Douala a accueilli une rencontre interministérielle dans le cadre d’une série de concertations visant à valider le principe d’une adhésion officielle à la stratégie régionale de gestion apaisée de la transhumance par chacun des trois pays.

Au Tchad, en République centrafricaine (RCA) et au Cameroun, la transhumance transfrontalière génère des tensions récurrentes autour des ressources naturelles. Ce, alors que cette mobilité pastorale saisonnière contribue à la sécurité alimentaire et à la résilience économique des communautés rurales. Depuis 2020, le Centre pour le Dialogue Humanitaire (HD) accompagne un processus de dialogue politique et technique entre la RCA, le Tchad et le Cameroun en lien étroit avec la FAO et la Minusca afin de promouvoir une gestion apaisée et coordonnée de la transhumance transfrontalière.

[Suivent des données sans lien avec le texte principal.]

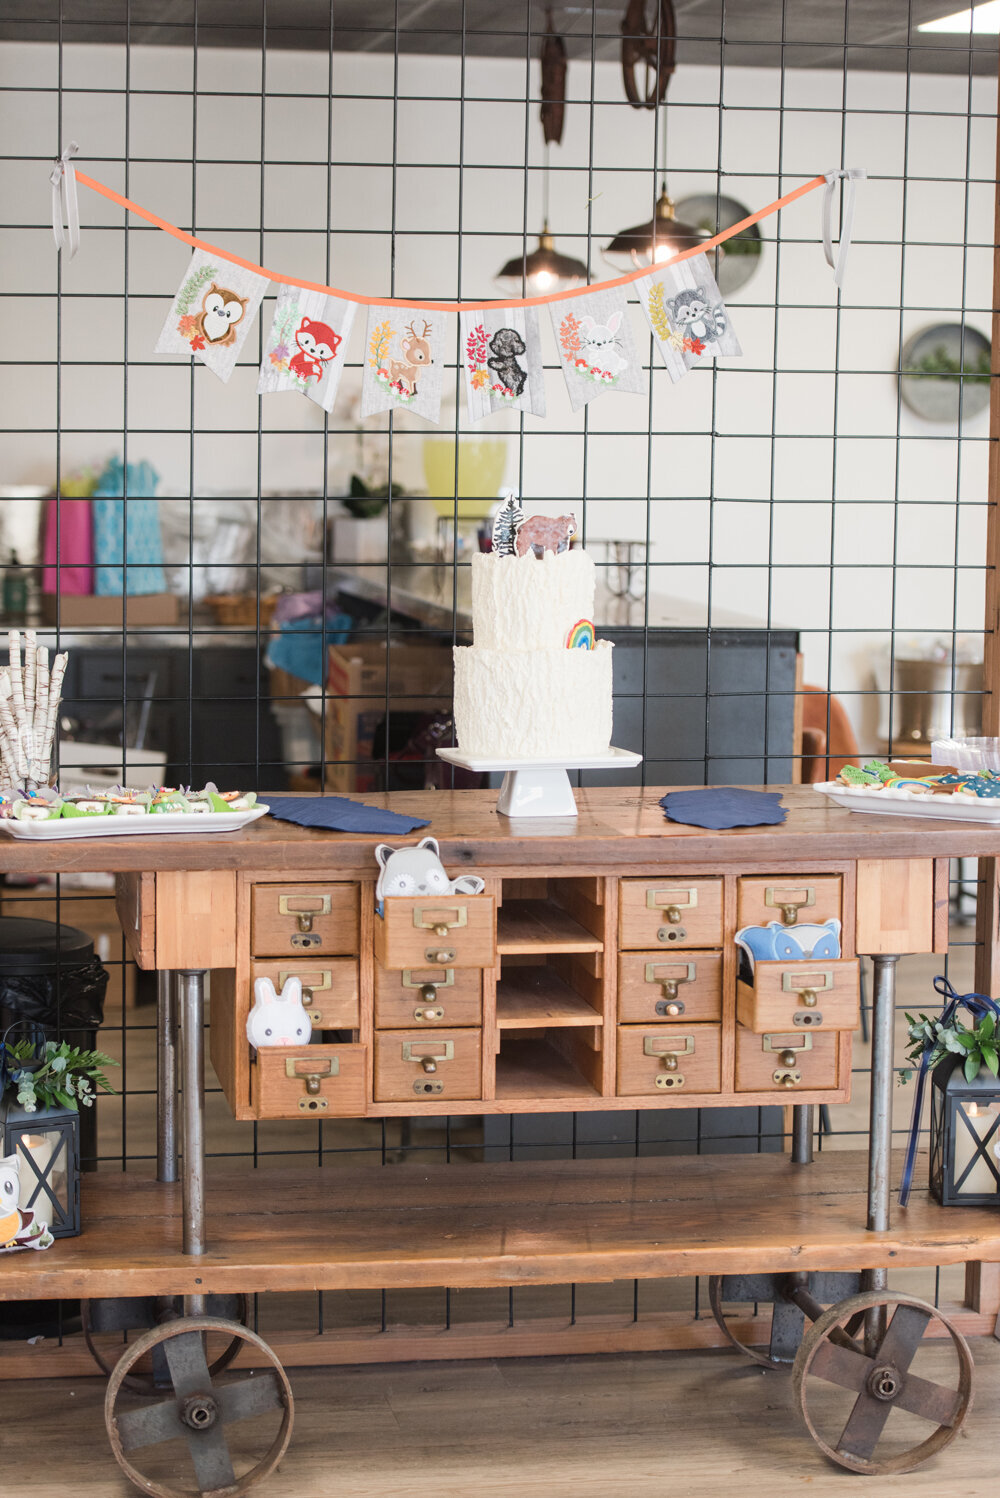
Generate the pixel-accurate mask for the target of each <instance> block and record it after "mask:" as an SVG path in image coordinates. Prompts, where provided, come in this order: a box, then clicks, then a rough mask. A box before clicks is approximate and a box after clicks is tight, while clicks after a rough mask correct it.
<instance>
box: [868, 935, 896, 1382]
mask: <svg viewBox="0 0 1000 1498" xmlns="http://www.w3.org/2000/svg"><path fill="white" fill-rule="evenodd" d="M871 960H873V963H874V993H873V1005H871V1107H870V1115H868V1228H870V1231H873V1233H885V1231H888V1228H889V1174H891V1143H892V1043H894V1025H895V966H897V963H898V960H900V959H898V956H885V954H882V956H877V957H873V959H871ZM886 1284H888V1270H886V1269H867V1270H865V1272H864V1276H862V1287H864V1288H865V1290H885V1288H886ZM883 1336H885V1308H876V1309H874V1311H870V1312H868V1314H867V1317H865V1348H867V1350H870V1356H874V1351H876V1348H877V1345H879V1344H880V1341H882V1338H883Z"/></svg>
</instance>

En effet, lors des pourparlers de la mise en œuvre de l’Accord Politique pour la Paix et la Réconciliation, les parties avaient relevé que l’une des dimensions de la crise centrafricaine était les violences liées à la transhumance et surtout la transhumance transfrontalière, qui serait, selon elles à l’origine de la détérioration des relations intercommunautaires, notamment entre les communautés d’éleveurs et d’agriculteurs. Ensuite, reconnaissant aussi le potentiel économique et les retombées sociales d’une transhumance apaisée, les parties s’étaient engagées à faire de la transhumance une activité pacifiée et sécurisée, en associant les communautés d’agriculteurs et éleveurs. Cependant, des initiatives de résolution restent disparates. Il est désormais question de mettre en place une stratégie de gestion commune aux trois pays.

Trois rencontres interministérielles sont prévues afin de valider le principe d’une adhésion officielle à la stratégie régionale de gestion apaisée de la transhumance,par chaque pays. Douala a accueilli la première fin janvier dernier. Les principaux objectifs de cette rencontre étaient entre autres d’examiner la stratégie commune de gestion de la transhumance transfrontalière ; d’analyser les progrès, défis et perspectives de mise en œuvre du plan d’action conjoint RCA–Tchad et identifier les ajustements nécessaires pour son opérationnalisation, avec l’inclusion du Cameroun. Il était également question de définir les rôles, responsabilités et contributions de chaque ministère et institution nationale concernée (Élevage, Agriculture, Environnement, Sécurité, Affaires étrangères, Directions nationales des frontières, etc.) dans la mise en œuvre coordonnée du plan d’action et de la stratégie.

Réactions

Abdou jonathan,  coordonnateur Parttac FAO

 « La transhumance est aujourd’hui confrontée à de multiples contraintes »

 « Le Cameroun, le Tchad et la République Centrafricaine disposent d’un potentiel pastoral et d’un cheptel d’importance stratégique pour la sécurité alimentaire et nutritionnelle, la création de revenus et la lutte contre la pauvreté. La transhumance, en tant que mode ancestral et rationnel de gestion des ressources pastorales, contribue significativement à la durabilité des systèmes d’élevage et à l’accroissement des productions animales. Cependant, cette pratique est aujourd’hui confrontée à de multiples contraintes : l’insécurité liée à l’activisme de groupes armés et terroristes, la réduction progressive des couloirs de passage et des aires de pâturage, l’insuffisance des points d’eau, ainsi que la pression croissante sur les ressources naturelles. Ces facteurs concourent à l’exacerbation des conflits entre éleveurs, agriculteurs et autres usagers de l’espace rural, fragilisant ainsi la cohésion sociale et la stabilité des zones concernées. Face à ces défis complexes et interdépendants, la FAO réaffirme sa détermination à accompagner les États et les acteurs concernés dans la promotion d’une transhumance transfrontalière apaisée, durable et mieux intégrée à l’échelle sous-régionale. »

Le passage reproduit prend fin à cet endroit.